Chicago has amped up its summer jobs programs. Although Ander said there hadn’t been much evidence detailing whether or not similar programs actually work, the city of Chicago took the leap. As a result, “The kids who got the jobs saw a 51 percent decrease in their violent crime arrests,” she said. “So what the city is doing is starting to accumulate the evidence around the kinds of programs that can work, for which kids do they work and then trying to put money behind those programs and scale them up.”

The Crime Lab is working on studies that identify mathematics tutoring as one of the main ways to keep children in school. Ander says studies show that since Algebra is a high school requirement and has been difficult for many students, it’s often a reason children drop out and consequently become more at risk of being both perpetrators and victims of violence.
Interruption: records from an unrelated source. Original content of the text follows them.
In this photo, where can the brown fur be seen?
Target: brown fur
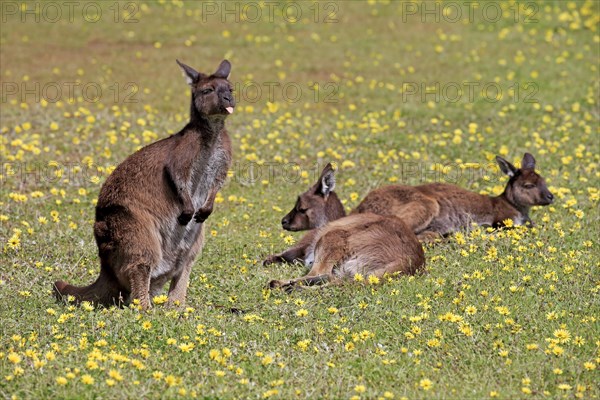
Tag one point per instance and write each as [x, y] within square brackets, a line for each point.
[438, 209]
[338, 247]
[143, 226]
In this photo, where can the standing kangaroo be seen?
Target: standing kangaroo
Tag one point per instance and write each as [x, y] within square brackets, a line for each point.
[339, 246]
[143, 226]
[436, 209]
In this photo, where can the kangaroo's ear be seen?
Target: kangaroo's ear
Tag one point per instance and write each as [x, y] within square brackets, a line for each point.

It’s the combination of a crime reduction strategy, extra reinforcements and prevention programs that have helped to drive Chicago’s crime rate down this year.

As of Sept. 21, murders were down 21 percent, while shooting incidents declined 23 percent, according to Chicago Police Department spokesman Adam Collins. Overall crime is down 15 percent. “This information equates to 500 fewer shooting victims this year compared to last year, and 113 fewer juvenile shooting victims,” Collins added.

Although Chicago has made a significant decline in crime, McCarthy says the hard work is not done yet.

“Every time somebody is a shot it’s a setback… even if it’s gang-related, even if it’s the most hard individual that individual is the father, brother, sister, sometimes parent of someone else.”

“The fact is, we’re doing better. The fact is, we have a long way to go,” McCarthy said.